The warning message is to indicate, that the compute pe/tally command will only consider contribution from the pair style. You have bonded interactions in your system as well, those will not contribute. This is a documented limitation of the compute pe/tally command and hence the warning.

This is too vague a description. Please elaborate.

These two statements in combination make no sense to me. First you tell LAMMPS to not generate any neighbor list entries for pairs of atoms between groups “Si” and “graphene” (and thus not compute any force and energy contributions between them) and then you want to tally exactly those pairwise interactions into the “mycp” compute.

Thank you for replying on my question.

According to your advices, I thought that I have to change my compute command. In my opinion, It’s better to use compute pair/local command. But I have same warning message after modifying my file along your advice. I removed some codes to measure the lj potential energy. I’ll attach my inputfile again.

Initialization

units real
atom_style full
pair_stylelj/cut 14
boundary p p p

bond_style harmonic
angle_style harmonic
dihedral_style opls
improper_style harmonic

special_bonds lj 0 0 0.5

System definition

read_data carbon.data # carbon.data have Si data, too
include PARM.lammps

group graphene type 1 # type 1 means C atoms
group Si type 2 # type 2 means Si atom
atom_modify first graphene

Minimization graphene

minimize 1e-10 1e-10 200000 200000
write_data minimized_coordinated.data pair ij

Measure LJ potential energy

fix mymv Si move linear 0.0 0.0 0.1 # this code means to drag Si atom from 5 to 2.5
compute mycp Si pe/tally graphene # to measure 12-6 lj potential energy between
# Si and graphene

Data extraction and Run

fix mydt all ave/time 1 1 1 c_mycp file energy.dat
dump mydmp all atom 1000 dump.lammpstrj
run 25

(This is what I willing to do.)
I want to measure 12-6 LJ potential between Si and graphene with accordance to the distance. I will fix graphene on the 2D layer which its z value equal 0, and minimize graphene. Next, I will locate Si atom above the graphene, then drag Si atom from initial value(5 angstrom) to 2.5 angtrom.

I have no accurate comprehension about lammps yet. Therefore, I have no idea to solve this problem. Could you please let me know about lammps?

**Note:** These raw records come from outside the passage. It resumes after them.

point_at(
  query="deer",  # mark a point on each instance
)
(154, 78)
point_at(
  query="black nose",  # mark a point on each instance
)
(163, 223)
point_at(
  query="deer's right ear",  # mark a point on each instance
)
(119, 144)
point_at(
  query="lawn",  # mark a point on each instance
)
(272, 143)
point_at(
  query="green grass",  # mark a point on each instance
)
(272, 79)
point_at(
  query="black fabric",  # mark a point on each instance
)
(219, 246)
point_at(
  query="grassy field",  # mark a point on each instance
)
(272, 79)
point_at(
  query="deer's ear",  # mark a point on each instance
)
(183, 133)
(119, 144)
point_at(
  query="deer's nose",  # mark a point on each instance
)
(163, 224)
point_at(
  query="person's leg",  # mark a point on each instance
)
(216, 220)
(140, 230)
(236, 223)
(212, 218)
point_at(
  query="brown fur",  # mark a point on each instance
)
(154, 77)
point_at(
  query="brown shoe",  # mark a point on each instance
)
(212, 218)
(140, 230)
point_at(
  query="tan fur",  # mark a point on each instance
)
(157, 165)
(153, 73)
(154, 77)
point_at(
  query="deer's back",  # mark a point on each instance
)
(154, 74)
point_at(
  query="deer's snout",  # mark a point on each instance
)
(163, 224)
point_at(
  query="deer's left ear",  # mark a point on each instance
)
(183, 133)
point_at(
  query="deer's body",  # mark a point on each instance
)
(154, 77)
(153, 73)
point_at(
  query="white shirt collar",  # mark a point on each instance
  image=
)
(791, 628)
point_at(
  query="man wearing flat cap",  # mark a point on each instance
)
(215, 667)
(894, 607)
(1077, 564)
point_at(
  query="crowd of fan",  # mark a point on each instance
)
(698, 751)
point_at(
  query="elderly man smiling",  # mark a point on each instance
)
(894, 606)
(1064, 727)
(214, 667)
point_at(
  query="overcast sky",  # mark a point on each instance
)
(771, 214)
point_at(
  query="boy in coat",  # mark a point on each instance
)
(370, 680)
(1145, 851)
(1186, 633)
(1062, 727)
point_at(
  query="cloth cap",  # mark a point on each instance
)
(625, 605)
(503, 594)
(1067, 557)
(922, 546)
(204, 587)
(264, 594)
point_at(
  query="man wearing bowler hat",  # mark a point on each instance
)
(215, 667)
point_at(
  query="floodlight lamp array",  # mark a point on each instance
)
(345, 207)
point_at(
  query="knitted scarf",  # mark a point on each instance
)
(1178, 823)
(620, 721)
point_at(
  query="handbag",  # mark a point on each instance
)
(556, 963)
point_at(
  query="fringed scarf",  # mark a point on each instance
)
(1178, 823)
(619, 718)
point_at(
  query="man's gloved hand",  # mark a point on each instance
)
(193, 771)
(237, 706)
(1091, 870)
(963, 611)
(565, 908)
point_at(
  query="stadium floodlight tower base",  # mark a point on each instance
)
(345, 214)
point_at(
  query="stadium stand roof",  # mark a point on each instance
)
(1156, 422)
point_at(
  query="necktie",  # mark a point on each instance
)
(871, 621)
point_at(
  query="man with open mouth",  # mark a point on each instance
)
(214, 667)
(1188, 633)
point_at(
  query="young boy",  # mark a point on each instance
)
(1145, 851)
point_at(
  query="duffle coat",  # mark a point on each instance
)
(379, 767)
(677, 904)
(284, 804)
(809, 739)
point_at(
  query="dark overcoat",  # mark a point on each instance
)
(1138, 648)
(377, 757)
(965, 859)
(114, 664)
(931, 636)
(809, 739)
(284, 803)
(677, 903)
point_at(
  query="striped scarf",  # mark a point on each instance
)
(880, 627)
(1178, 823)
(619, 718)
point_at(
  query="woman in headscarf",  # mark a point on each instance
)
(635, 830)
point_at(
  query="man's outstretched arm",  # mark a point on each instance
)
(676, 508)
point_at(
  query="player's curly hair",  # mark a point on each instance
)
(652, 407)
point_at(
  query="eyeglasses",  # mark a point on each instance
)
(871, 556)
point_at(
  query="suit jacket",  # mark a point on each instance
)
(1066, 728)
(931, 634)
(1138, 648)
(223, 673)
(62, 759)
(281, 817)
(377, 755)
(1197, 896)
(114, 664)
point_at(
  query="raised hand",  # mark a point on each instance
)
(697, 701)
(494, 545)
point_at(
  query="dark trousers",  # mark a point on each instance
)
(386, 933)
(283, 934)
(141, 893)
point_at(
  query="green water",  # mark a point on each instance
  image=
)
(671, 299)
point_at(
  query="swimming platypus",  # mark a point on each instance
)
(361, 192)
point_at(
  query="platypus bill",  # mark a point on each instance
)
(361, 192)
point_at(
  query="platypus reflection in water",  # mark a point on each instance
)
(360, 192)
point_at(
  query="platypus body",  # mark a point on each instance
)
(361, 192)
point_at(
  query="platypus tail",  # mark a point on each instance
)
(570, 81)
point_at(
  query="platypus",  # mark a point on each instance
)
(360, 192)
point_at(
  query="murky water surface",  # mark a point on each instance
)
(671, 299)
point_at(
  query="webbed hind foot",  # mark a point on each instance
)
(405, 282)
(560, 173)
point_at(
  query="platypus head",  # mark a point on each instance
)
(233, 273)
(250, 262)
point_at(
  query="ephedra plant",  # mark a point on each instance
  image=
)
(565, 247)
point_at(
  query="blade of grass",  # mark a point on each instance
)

I disagree on that. What is the difference? You just have to do more computation, need to do post-processing and would get the same result. Besides, I don’t see any such compute command in your input.

You won’t get rid of the warning message because you didn’t get rid of what is causing it. More importantly, you have not thought about whether the warning applies to your computation or not (and thus can be ignored).

Why did you add this command?

You didn’t define what is the problem! I cannot help you to understand the science of your research because that is a) off-topic for this forum (it is not about correctly using LAMMPS) and b) because it is the job of your adviser. I am not interested to become your (substitute) adviser.

To know more about LAMMPS, you need to study its documentation. There are more than 2500 pages of it, so there is plenty of reading material :wink:

If you are struggling with the complexity of the problem, why don’t you start with a simpler model, e.g. just two different atoms, where you leave one atom without time integration and move the other. That would have the advantage, that you already know from your input what result your computation would have to produce. Then you can increase the complexity in small steps and check at each step, if you get the expected result and whether the system is moving as desired.

Thank you for your reply. I’ll study more and try to start with a simpler model!